Balan Sarojini, B., Gregory, J., Tailleux, R., Bigg, G.R., Blaker, A.T., Cameron, D.R., Edwards, N.R., Megann, A.P., Shaffrey, L. and Sinha, B.
High frequency variability of the Atlantic meridional overturning circulation.
Ocean Science, 7 (4).
To link to this item DOI: 10.5194/os-7-471-2011
We compare the variability of the Atlantic meridional overturning circulation (AMOC)
as simulated by the coupled climate models of the RAPID project, which cover a wide
range of resolution and complexity, and observed by the RAPID/MOCHA array at
about 26N. We analyse variability on a range of timescales, from five-daily to interannual.
In models of all resolutions there is substantial variability on timescales of a few days;
in most AOGCMs the amplitude of the variability is of somewhat larger magnitude than
that observed by the RAPID array, while the time-mean is within about 10% of the
observational estimate. The amplitude of the simulated annual cycle is similar to
observations, but the shape of the annual cycle shows a spread among the models.

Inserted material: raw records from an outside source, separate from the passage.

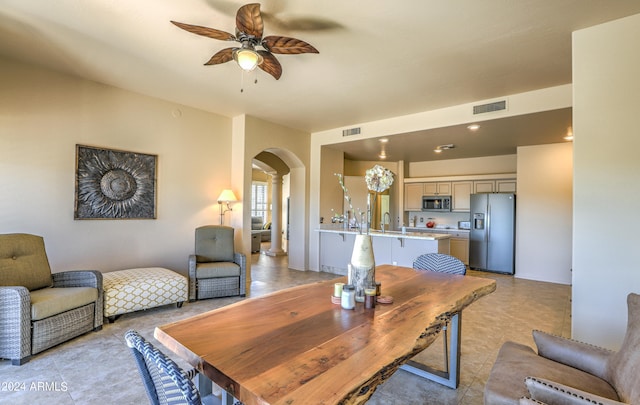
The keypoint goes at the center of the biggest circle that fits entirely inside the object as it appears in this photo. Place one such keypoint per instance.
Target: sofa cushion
(214, 244)
(515, 362)
(23, 261)
(217, 269)
(47, 302)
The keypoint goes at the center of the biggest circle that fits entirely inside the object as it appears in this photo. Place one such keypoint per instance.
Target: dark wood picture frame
(114, 184)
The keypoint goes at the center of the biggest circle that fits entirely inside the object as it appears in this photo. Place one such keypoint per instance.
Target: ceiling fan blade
(222, 56)
(286, 45)
(249, 20)
(205, 31)
(270, 64)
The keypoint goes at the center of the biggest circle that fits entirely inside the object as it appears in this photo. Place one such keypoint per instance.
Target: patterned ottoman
(135, 289)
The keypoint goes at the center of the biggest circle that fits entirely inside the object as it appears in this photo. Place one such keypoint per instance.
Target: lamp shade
(227, 196)
(247, 58)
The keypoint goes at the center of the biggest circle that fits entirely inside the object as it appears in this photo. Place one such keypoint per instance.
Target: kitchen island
(391, 247)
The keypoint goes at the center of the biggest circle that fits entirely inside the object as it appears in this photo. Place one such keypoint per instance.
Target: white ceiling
(378, 58)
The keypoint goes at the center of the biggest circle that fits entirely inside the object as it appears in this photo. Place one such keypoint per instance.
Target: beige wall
(458, 167)
(43, 115)
(606, 63)
(544, 212)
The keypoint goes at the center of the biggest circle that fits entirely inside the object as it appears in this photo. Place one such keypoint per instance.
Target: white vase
(363, 266)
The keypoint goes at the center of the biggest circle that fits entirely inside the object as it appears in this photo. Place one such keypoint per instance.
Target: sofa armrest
(84, 278)
(588, 358)
(15, 324)
(192, 277)
(241, 260)
(529, 401)
(552, 393)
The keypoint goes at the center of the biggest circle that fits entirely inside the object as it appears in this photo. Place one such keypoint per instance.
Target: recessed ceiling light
(569, 135)
(440, 148)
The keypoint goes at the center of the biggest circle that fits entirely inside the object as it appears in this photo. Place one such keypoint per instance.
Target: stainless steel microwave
(440, 203)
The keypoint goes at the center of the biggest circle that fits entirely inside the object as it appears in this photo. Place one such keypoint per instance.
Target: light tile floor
(97, 368)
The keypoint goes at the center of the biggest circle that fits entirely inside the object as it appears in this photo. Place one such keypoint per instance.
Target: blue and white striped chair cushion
(165, 381)
(441, 263)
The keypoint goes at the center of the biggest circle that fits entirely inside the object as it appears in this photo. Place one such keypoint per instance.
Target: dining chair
(164, 381)
(441, 263)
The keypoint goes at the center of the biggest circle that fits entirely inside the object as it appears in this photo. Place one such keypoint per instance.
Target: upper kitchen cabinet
(439, 188)
(461, 196)
(484, 186)
(494, 186)
(413, 193)
(506, 186)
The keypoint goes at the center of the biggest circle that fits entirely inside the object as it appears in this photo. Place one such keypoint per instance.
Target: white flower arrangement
(378, 178)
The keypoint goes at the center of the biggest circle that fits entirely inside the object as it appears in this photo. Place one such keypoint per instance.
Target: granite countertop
(425, 229)
(389, 234)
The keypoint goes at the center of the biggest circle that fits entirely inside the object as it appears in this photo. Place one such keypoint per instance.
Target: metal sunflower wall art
(112, 184)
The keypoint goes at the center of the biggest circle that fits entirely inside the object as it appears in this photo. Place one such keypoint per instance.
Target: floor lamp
(226, 197)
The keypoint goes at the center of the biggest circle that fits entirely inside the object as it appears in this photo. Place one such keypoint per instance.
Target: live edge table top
(295, 346)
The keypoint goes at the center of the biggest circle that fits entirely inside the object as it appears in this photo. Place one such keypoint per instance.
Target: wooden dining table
(295, 346)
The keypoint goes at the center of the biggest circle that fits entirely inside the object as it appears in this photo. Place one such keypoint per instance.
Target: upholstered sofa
(257, 226)
(38, 309)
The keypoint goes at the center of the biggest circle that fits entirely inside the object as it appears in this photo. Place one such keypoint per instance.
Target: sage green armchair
(38, 309)
(216, 270)
(568, 372)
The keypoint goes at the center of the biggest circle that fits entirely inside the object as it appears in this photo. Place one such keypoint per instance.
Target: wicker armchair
(39, 310)
(566, 372)
(215, 270)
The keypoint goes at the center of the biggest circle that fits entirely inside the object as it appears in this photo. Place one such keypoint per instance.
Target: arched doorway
(269, 202)
(287, 176)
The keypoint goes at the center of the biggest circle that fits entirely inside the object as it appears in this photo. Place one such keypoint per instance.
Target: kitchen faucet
(384, 218)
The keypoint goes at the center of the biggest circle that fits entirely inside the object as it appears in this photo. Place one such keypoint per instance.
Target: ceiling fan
(249, 28)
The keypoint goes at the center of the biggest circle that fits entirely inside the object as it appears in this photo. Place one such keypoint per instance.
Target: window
(259, 200)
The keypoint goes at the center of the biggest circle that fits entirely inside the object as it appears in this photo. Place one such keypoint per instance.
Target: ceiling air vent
(351, 131)
(491, 107)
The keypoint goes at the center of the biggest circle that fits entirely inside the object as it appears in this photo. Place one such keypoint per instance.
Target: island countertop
(390, 247)
(389, 234)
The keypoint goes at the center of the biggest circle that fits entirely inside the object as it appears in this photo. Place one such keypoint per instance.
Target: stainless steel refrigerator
(492, 235)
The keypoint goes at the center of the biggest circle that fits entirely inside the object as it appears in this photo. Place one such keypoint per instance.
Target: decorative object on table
(226, 197)
(112, 184)
(363, 264)
(385, 299)
(348, 297)
(370, 298)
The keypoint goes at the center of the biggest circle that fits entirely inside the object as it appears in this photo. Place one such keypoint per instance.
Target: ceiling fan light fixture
(247, 58)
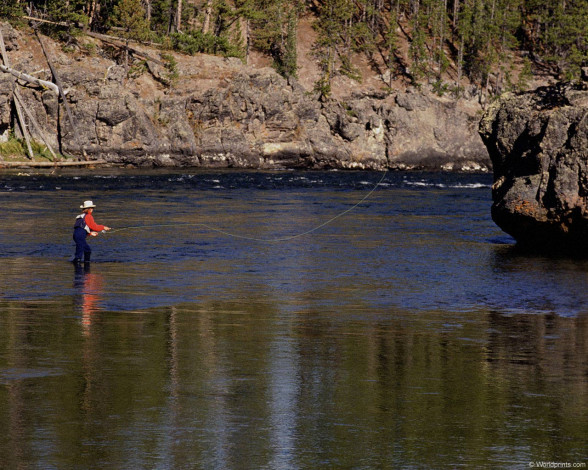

A dynamical decomposition shows that in the models, as in observations, the AMOC is
predominantly geostrophic (driven by pressure and sea-level gradients), with both
geostrophic and Ekman contributions to variability, the latter being exaggerated and
the former underrepresented in models. Other ageostrophic terms, neglected in the
observational estimate, are small but not negligible. The time-mean of the western
boundary current near the latitude of the RAPID/MOCHA array has a much wider
model spread than the AMOC does, indicating large differences among models in
the simulation of the wind-driven gyre circulation, and its variability is unrealistically
small in the models. In many RAPID models and in models of the
Coupled Model Intercomparison Project Phase 3 (CMIP3), interannual
variability of the maximum of the AMOC wherever it lies, which is a commonly used model
index, is similar to interannual variability in the AMOC at 26N. Annual volume and heat
transport timeseries at the same latitude are well-correlated within 15--45N, indicating
the climatic importance of the AMOC. In the RAPID and CMIP3 models, we show that the
AMOC is correlated over considerable distances in latitude, but not the whole extent of the
north Atlantic; consequently interannual variability of the AMOC at 50N, where it is particularly
relevant to European climate, is not well-correlated with that of the AMOC at 26N, where it
is monitored by the RAPID/MOCHA array.